Historic church in Idaho, United States

St. Mary's Catholic Church is a Catholic parish in Boise, Idaho, in the West Central Deanery of the Diocese of Boise.

It was erected by Bishop Edward Kelly in 1937 as Boise's second Catholic parish; the city's Catholic population had grown too large to be served solely by the Cathedral of St. John the Evangelist. Its North End location was criticized at the time for being too far from the city center. A Catholic school, St. Mary's School, was established in 1948.

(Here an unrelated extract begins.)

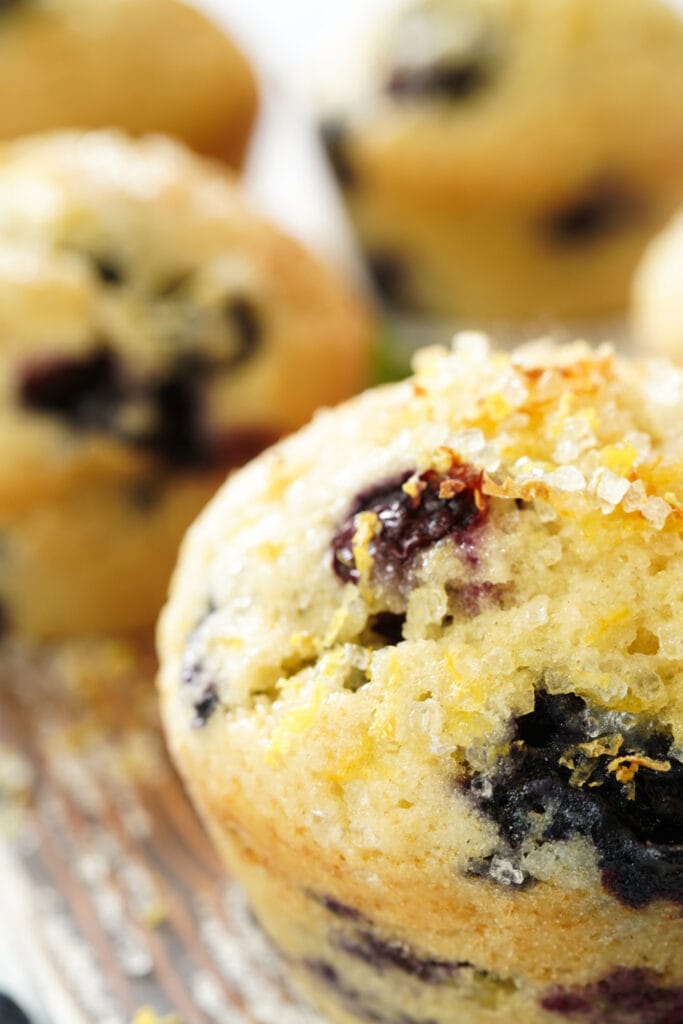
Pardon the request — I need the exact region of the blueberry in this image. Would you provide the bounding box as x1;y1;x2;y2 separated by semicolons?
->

The historic Gothic church building, located at State and 26th Streets, was designed bt Frank Hummel of Tourtellotte & Hummel. It was significantly enlarged in 2009 with a design by ZGA Architects and Planners intended to respect the original structure, which won the Idaho Historic Preservation Council's Orchid Award for cultural heritage preservation. The renovated building combines Gothic and neo-classical styles with some modern elements.

The church is richly decorated with religious artwork. Notable pieces include a statue of Mary seated in a pew, carved by John Taye; ten roof beams chainsaw-carved into statues of angels carrying various musical instruments by J. Chester Armstrong; large doors of Honduran mahogany also chainsaw-carved by Armstrong depicting Biblical scenes; and a Biblical altar triptych painted by Tom Browning. The church was listed on the National Register of Historic Places in 1982.